COLUMN: Apologies aren’t enough for the Médecins Sans Frontières hospital bombing

“War crime.”

That’s how Médecins Sans Frontières, known in English as Doctors without Borders, describes the Oct. 3 aerial attack on an MSF hospital in Kunduz, Afghanistan, that left 22 people dead.

Some of the patients were burned alive in their beds, according to www.afghanistan-analysts.org. Thirty-seven other people were injured in the attack.

The airstrikes were carried out by United States forces and lasted for longer than an hour. The attack continued for more than 30 minutes after MSF desperately telephoned U.S. and Afghan military officials to let them know a
hospital was being bombed.

Both governments had previously been informed of the hospital’s coordinates to prevent any accidental bombings of the hospital buildings, according to www.afghanistan-analysts.org.

With the hospital severely damaged and no longer functioning, northeastern Afghanistan is now without the life-saving medical services MSF had previously been able to offer free of charge.

In response to all this death and destruction, President Obama apologized to Dr. Joanne Liu, international president of MSF, by telephone for the hospital being “mistakenly struck,” according to the New York Times.

But the apology rings hollow. Saying you’re sorry is only the first step in making things right. If President Obama is serious about making amends for the bombing, he needs to back up his words with actions.
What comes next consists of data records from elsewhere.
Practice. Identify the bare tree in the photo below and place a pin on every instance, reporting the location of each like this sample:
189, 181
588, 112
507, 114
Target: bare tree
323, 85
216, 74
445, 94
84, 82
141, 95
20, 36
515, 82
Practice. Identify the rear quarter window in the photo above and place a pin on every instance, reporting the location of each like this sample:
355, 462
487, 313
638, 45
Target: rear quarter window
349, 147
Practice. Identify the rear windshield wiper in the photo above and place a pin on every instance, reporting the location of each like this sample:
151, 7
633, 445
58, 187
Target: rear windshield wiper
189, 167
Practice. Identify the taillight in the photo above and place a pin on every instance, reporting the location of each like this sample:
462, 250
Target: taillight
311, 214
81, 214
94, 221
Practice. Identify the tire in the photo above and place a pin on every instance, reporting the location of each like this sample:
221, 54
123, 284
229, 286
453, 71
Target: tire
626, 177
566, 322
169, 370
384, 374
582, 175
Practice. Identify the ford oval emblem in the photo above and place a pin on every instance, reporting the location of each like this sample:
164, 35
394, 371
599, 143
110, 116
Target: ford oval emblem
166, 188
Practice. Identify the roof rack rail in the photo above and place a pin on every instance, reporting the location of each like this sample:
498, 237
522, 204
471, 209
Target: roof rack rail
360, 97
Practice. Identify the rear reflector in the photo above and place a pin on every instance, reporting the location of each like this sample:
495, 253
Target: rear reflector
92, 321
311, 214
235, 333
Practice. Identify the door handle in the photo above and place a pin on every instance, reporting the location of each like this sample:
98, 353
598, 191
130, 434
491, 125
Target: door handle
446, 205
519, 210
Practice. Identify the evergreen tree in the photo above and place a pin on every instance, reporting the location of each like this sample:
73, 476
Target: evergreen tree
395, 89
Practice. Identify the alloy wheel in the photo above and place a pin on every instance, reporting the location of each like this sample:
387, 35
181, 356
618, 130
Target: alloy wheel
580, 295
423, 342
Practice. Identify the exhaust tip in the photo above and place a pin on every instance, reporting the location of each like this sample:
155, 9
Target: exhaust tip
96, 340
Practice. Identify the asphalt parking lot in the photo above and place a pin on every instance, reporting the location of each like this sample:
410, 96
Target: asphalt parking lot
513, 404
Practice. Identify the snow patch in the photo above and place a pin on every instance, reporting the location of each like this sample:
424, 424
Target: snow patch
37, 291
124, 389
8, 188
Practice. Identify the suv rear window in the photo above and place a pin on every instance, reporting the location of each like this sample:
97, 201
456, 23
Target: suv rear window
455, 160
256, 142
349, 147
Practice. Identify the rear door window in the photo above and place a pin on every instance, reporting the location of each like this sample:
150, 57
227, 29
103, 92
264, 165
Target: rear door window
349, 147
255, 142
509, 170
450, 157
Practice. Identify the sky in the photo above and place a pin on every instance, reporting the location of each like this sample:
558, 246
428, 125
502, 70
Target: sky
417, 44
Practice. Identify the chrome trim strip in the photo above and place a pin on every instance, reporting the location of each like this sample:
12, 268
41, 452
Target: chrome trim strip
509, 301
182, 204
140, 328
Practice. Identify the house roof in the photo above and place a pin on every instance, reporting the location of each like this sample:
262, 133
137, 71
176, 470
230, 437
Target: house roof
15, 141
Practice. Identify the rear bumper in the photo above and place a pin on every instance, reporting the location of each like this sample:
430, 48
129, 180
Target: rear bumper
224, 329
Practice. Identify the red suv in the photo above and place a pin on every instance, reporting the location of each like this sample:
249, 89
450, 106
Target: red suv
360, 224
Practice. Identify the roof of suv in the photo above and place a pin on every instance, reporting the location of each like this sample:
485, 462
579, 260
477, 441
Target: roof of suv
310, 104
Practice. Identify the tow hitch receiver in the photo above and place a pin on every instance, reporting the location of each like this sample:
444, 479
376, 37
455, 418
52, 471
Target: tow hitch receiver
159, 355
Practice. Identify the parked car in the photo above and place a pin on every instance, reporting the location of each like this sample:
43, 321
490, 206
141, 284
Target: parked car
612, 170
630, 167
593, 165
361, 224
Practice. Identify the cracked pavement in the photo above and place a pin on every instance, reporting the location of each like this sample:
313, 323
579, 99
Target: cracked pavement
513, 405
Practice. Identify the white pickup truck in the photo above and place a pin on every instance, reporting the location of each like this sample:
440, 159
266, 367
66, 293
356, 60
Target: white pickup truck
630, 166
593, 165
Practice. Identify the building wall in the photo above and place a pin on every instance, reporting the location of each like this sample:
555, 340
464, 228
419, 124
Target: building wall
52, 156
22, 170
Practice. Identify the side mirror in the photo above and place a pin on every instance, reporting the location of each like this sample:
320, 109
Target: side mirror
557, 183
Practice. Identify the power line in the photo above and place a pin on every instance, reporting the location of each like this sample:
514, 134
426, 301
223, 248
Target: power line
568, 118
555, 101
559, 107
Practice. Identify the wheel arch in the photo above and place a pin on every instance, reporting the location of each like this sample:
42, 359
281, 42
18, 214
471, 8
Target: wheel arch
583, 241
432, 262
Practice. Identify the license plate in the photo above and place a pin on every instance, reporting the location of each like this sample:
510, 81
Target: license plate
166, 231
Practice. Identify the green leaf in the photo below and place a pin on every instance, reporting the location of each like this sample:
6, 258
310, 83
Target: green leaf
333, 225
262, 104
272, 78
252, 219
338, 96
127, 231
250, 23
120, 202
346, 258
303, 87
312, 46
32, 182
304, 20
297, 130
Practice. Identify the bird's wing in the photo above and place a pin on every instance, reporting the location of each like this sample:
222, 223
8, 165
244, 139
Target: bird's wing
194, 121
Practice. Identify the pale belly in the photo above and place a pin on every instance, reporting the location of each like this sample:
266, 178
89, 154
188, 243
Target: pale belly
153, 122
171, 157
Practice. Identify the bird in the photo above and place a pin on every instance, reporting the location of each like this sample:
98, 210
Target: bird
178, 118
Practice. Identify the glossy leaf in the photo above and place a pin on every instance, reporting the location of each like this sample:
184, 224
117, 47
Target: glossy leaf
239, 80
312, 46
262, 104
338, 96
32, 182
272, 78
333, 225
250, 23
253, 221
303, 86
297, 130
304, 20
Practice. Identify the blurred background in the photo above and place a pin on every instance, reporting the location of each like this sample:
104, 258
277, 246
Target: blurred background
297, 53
MSF has asked the U.S. and Afghanistan to consent to an independent investigation by the International Humanitarian Fact-Finding Commission, but so far U.S. officials have refused, instead announcing that the U.S. would be investigating the incident “in co-ordination with the Afghan government,” according to a U.S. Department of 
Defense press release.

Because neither the U.S. nor Afghanistan have made a formal declaration accepting the authority of the IHFFC, the Commission is powerless to open an investigation.

Why are President Obama and other U.S. and Afghan officials so resistant to consenting to a third-party investigation by the IHFFC? Could it be because they have something to hide?

On the Afghan side, government officials have said terrorists were hiding in the hospital and using the building as a shelter, implying that the airstrikes were some sort of deliberate anti-terror maneuver and therefore justified.

But MSF insists there were “no armed combatants or fighting in the compound prior to the airstrike.”

Liu has called the bombing “an attack on the Geneva Conventions,” and indeed, the conventions protect medical personnel and civilian hospitals, like the MSF hospital in Kunduz, from attack.

Are military authorities attempting to shield themselves from the potential prosecution for war crimes? Might this explain their insistence on an internal investigation?

An apology that is not backed up by a serious attempt to right the wrongs being apologized for is no apology at all. There is no excuse for bombing a civilian hospital, and there is no excuse for refusing an independent, 
third-party investigation.

I call on the president to agree to the investigation and cooperate fully with the IHFFC. President Obama, do the right thing. The victims of this attack deserve that much.